One of the bigger news items in the NoSQL world lately has been the announcement of Bitcask by the folks at Basho. Now, I’ll admit, my first reaction was that the design looks quite a bit like the Memtable/SSTable design already used in Cassandra[1]. When I made this observation on #cassandra, both Jonathan Ellis and Benjamin Black were quick to point out that Bitcask is actually quite a bit simpler than that design. Benjamin, whose involvement with Bitcask was unknown to me until I saw his name in the commit log later, also suggested that I should give it a try it myself to satisfy my curiosity about its performance. Unlike some, I’m not the sort to base claims on bluster or reputation when there are facts to be had, so I decided to spend some time digging into it.
UPDATE: @tlipcon pointed out that the read-latency figures looked unreasonable, and he was right. I had run a version of the reader that used exactly the same sequence of keys as the writer, resulting in sequential reads. See comment #2 for the graphs with this error corrected.
Since @dizzyco had already done some comparisons to innostore[2], I decided to compare against another target – Tokyo Cabinet, which is another fairly popular local key/value store[3] and also happens to be supported as a Riak back end. I used the same 10KB size, but tested only the stores themselves without Riak on top. I tested up to about 2x memory size to factor out the most egregious caching effects, and deliberately used a “stripey” key distribution that’s neither sequential nor random. Here are the results for writing with Tokyo’s hash tables.

This is actually a pretty common sort of pattern that I’ve seen with filesystems, databases, and other things – not bad up to a point, then utter crap afterward. The inflection point isn’t quite at memory size, but it’s at the point where the OS is likely to decide it better start paging stuff out, and after that things get ugly. Over a fifth of a second for more than 1% of requests? Ouch. For contrast, here’s the same graph for Bitcask.

You have to look at the scale on the left to really appreciate how different this is – the 99th-percentile number mostly stays under 2ms, and only up to 6ms in the worst samples. Sweet. Of course, given Bitcask’s design we might expect that the read numbers wouldn’t look quite so good. Let’s take a look.

That turns out to be even better. Very sweet. I do have to throw in one caveat, though. I expect that reads will be more sensitive than writes to the size of the index, and I wasn’t testing enough I/O to really exercise that. Maybe when David’s runs finish they’ll shed some more light on that part of the picture. Still, that’s a nice-looking graph. Let’s complete the square and look at the same thing for Tokyo.

Not quite as bad as the write graph, but still the same sudden degradation when the system starts paging. To be fair, maybe the B-tree flavor would work better, and everybody says that tuning can really help with TC performance, but I pretty deliberately sought the untuned numbers for both systems.
What can we conclude from this? Mostly that Bitcask performs as advertised, at least for these simple tests. Without tuning, both reads and writes seem to be amortizing the cost of seeks over a very large number of operations. Nice job, Justin and David!

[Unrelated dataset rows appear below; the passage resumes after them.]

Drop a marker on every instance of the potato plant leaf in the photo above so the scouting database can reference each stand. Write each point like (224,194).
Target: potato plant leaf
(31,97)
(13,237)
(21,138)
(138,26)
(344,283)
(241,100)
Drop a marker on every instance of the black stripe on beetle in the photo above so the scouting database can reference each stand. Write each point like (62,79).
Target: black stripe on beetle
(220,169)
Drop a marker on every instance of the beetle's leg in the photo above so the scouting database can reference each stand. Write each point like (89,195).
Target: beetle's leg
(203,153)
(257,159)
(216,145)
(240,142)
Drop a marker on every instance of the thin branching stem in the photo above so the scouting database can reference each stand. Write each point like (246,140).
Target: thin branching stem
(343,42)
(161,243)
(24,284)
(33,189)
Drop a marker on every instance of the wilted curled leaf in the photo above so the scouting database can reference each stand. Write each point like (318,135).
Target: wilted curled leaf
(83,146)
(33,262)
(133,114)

[2] I’m not sure what to make of those graphs, actually. They seem to show approximately 400 requests/sec for Bitcask, but mean latency of 20ms for gets and 60ms for puts. If it’s a 10-thread read-heavy workload (let’s say 80%) that might make some sense, but that does seem like an odd place to start measuring. I look forward to seeing more detail.
[3] Popular doesn’t mean good. I’ve heard more than one person say before that TC tends to choke on big datasets (much larger than I tested), that it can crash and leave data unrecoverable, etc. – all good and sufficient reasons for Basho to seek alternatives quite aside from any performance difference. Maybe some would prefer to interpret this comparison as an indictment of TC rather than a validation of BC, but I think the BC numbers would look good in just about any light.

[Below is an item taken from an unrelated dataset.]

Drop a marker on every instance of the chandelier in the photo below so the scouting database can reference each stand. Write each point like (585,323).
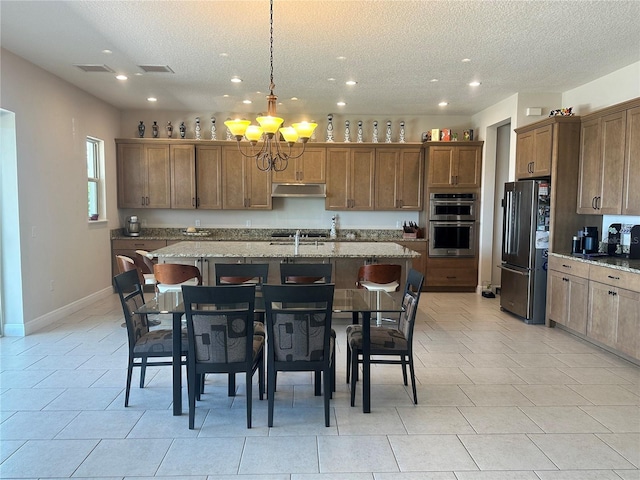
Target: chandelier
(272,154)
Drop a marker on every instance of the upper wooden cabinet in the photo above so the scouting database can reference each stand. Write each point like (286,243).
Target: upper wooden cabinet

Here’s some more data using the two stores’ respective “sync on every put” flags, otherwise the same. Tokyo:
And Bitcask:
Whoa. That’s ugly. The Tokyo result isn’t that different than it was before, except for more 99th-percentile samples coming in at 10-20ms after the midpoint – which makes me wonder a bit whether it’s really honoring that sync flag – and a few more going over 100ms. Not sure what to make of that Bitcask graph, though. The numbers are very consistent, but consistently bad. 15ms average? 40ms 99th-percentile? It sort of implies that each put is not doing just one seek but multiple. I’m going to speculate a bit before I look at the code – always a bad idea – to guess that the sync code is doing more work than it really needs to but the fast path for put is amortizing that cost over even more requests than I’d thought. That suggests opportunities for further optimization, which is actually very good news for a project so young. Get the sync numbers down, and the async numbers should be even more awesome.

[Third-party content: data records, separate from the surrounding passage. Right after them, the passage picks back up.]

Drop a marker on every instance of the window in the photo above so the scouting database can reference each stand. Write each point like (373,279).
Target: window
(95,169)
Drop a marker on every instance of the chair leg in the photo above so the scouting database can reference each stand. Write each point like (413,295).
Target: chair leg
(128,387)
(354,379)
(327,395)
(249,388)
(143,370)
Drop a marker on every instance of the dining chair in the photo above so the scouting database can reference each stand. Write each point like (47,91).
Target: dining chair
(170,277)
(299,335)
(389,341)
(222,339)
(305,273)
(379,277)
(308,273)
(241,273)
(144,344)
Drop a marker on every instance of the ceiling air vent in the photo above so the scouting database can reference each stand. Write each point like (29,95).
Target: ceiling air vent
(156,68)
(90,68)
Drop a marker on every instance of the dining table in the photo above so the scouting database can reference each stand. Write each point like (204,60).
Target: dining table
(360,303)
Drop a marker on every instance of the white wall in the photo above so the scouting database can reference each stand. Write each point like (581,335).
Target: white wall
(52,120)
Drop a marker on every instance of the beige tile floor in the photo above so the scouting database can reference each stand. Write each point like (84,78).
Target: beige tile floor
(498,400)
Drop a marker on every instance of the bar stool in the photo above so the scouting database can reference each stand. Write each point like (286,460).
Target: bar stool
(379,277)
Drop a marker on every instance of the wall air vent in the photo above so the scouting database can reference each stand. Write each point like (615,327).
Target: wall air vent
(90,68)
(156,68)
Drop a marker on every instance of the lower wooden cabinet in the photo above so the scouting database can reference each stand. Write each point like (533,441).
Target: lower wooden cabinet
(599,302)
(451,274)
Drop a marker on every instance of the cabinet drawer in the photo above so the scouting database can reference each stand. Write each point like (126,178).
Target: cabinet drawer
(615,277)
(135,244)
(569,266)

As mentioned in the update above, @tlipcon pointed out an error in my methodology. Here are the graphs corrected so that the writer and reader use independent key sequences so that they’re forced to do non-sequential (though still not exactly random) I/O. Tokyo:
Bitcask:
Here we see that the initial performance of Tokyo for reads is gone, and where we got 99th-percentile numbers in the 40-50ms range it’s now 50-75ms throughout. The difference for Bitcask is even more dramatic – 99th percentile is now 30-40ms most of the time – but still significantly better than Tokyo. That’s also more in line with @dizzyco’s numbers, depending on what kind of hardware he’s using. While not as stellar as before, these results are still very respectable. The numbers for put remain as they were before.
i like bitcask but it’s a bit unfair. buy keeping index and data separated it’s just to easy to index the sorted list which is in the end the data file.
with TC index and data are mixed, which requires defragmentation & C. This is of course going to be paid in terms of performance.